Pour commencer notre revue de presse, on traverse directement l’Atlantique en direction des États-Unis : Pitchfork a accordé la note de 8,4/10 et donc la pastille « Best new music » au disque. Dans une longue chronique, le titre de Chicago met principalement en avant la technique sémantique qu’a développée la compositrice :
« La plupart des chansons durent environ six minutes et se déroulent au rythme tranquille des méditations guidées. Et, peut-être en raison du sentiment de communion-via-solitude épousé dans le premier morceau, les paroles parlent de “nous” presque aussi souvent que de “je”. […] Même lorsque Mering s’adresse à l’humanité dans son ensemble, ses particularités en tant qu’auteure et interprète rendent la musique personnelle et vivante. »
Dans la continuité de l’analyse de ses confrères, la plume du New York Times rentre dans le cœur de cet album. En plus de dévoiler les thèmes centraux de ce disque, la journaliste remonte le temps pour ancrer dans une scène musicale précise le son de la Californienne :
« Weyes Blood ne fait pas dans la simple nostalgie. Au lieu de cela, la chanteuse auteure et compositrice de 34 ans ressuscite, de manière étrange, le son du folk rock de la côte ouest de la fin des années 60 et du début des années 70 pour aborder des crises existentielles et des conflits plus contemporains, comme la solitude de l’ère numérique et le changement climatique. »
De son côté, le NME qui octroie ses 5 étoiles maximum à l’album, préfère isoler le caractère intemporel des lyrics, sans conteste, l’un des éléments les plus appréciés de cet essai. En reprenant l’observation de leurs collègues de Chicago, ils expliquent :
« Écrit alors que Mering était enfermée à Los Angeles avec son chien Luigi, “And In The Darkness, Hearts Aglow” évite habilement d’aborder directement la pandémie avec des références maladroites qui seraient rapidement dépassées. Au lieu de cela, un sentiment d’isolement plus vague et plus inquiétant jette une ombre sur la totalité du disque, bien que la douleur de la perte soit vite comblée par un désir urgent d’être ensemble. »

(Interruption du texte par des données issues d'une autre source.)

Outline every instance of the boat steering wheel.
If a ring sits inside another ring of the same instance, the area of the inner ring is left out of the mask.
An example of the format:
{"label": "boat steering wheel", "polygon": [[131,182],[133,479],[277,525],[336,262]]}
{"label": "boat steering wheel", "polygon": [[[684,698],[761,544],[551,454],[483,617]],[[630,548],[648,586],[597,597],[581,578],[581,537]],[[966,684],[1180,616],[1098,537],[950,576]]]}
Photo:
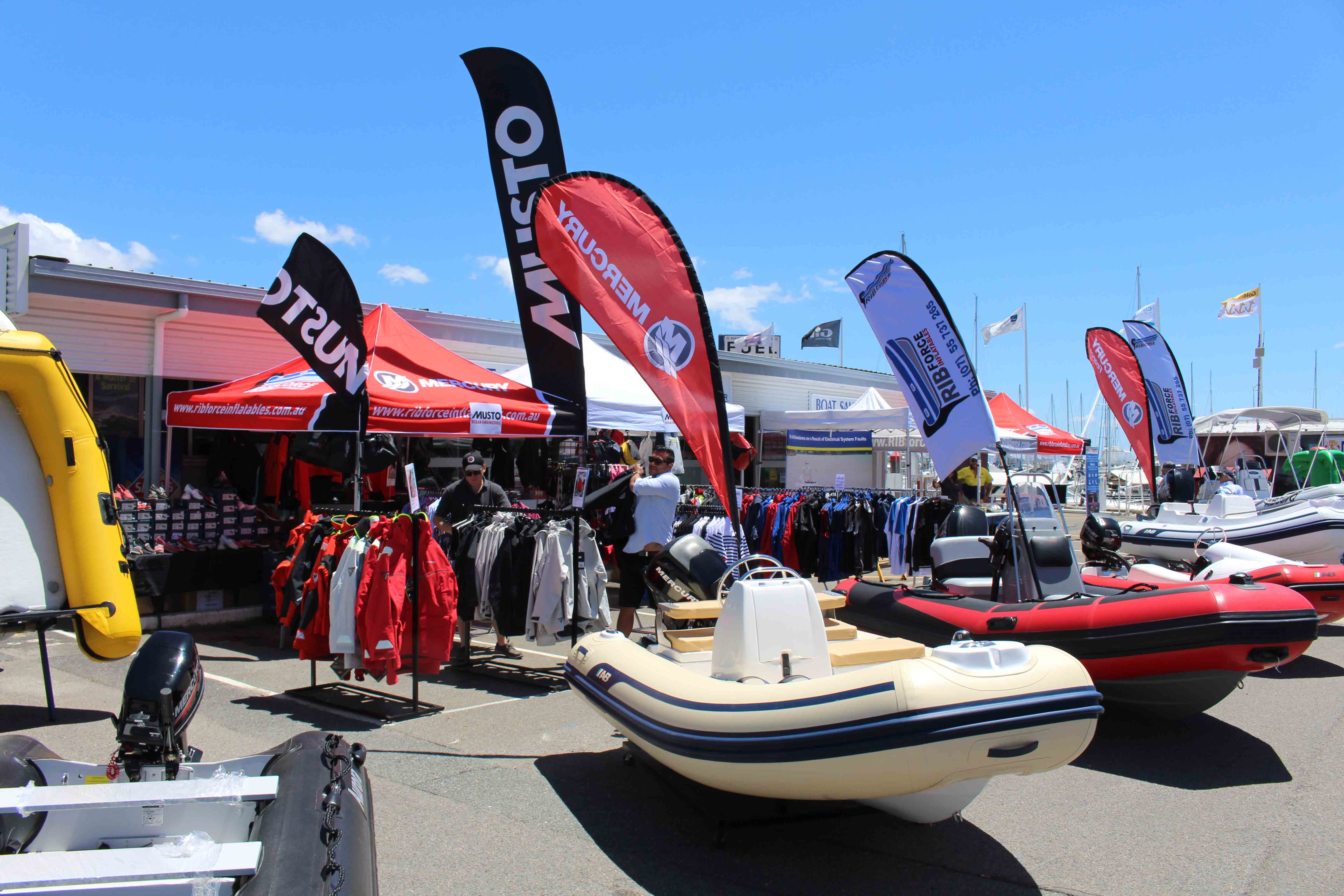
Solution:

Retour en France, directement chez nos confrères de Numéro qui ont pu rencontrer l’Américaine. Sans rentrer dans les profondeurs de leur conversation avec Weyes Blood, concentrons-nous sur la façon dont ils décrivent son outil de travail :
« Sa voix, l’une des plus belles habitant actuellement un corps animé, apparaît comme un phare dans la nuit. La beauté de son organe aux vertus élégiaques, couplée à des mélodies orchestrales enlevées, prouve, à elle seule, qu’on a raison de continuer à se battre dans un environnement plus que tourmenté. »
Maintenant, un bref détour par Libération dans le but de comprendre le spectre sonore que brosse « And In The Darkness, Hearts Aglow ». Ici, pour saisir l’étendue des orientations de ce disque, le quotidien ouvre un éventail de référents aussi large que précis :
« Comment expliquer alors que les dix chansons très amples de cet album s’épanouissent dans une telle opulence de mélodies et de beauté ? […] Natalie Mering, anciennement pythie des musiques expérimentales, est devenue l’une des plus puissantes songwriters au travail en ce moment aux États-Unis. Mais elle passe encore un cap avec cette suite aux airs opératiques, immensément ambitieuse, dont l’amplitude musicale va des Carpenters à Gershwin […]. »
Au milieu de ce champ de roses, The Guardian fait office de semi-exception en trouvant tout de même une petite épine dans l’épiderme de ce disque. Malgré un argumentaire dans lequel ils congratulent sa « voix extraordinairement merveilleuse - une version du 21e siècle de l’idiome folk-pop de Laurel Canyon des années 1960 », les Anglais regrettent que « le son de ces chansons ne soit pas aussi écrasant que celui de “Titanic Rising”, le prédécesseur de cet album, dont l’écho est magnifique ».
Un brin moqueurs, les Montréalais du Devoir soulignent eux le timing parfait qui accompagne la sortie du nouveau disque de Natalie Mering : « Ce cinquième album de Weyes Blood paraît opportunément au moment où la presse musicale dresse ses palmarès des meilleurs projets de 2022. » Une façon habile d’introduire cette notion de consensus qui règne entre les acteurs du secteur au moment d’établir leur top de l’année. A vous de vous faire un avis désormais, avec l'album à écouter ci-dessous.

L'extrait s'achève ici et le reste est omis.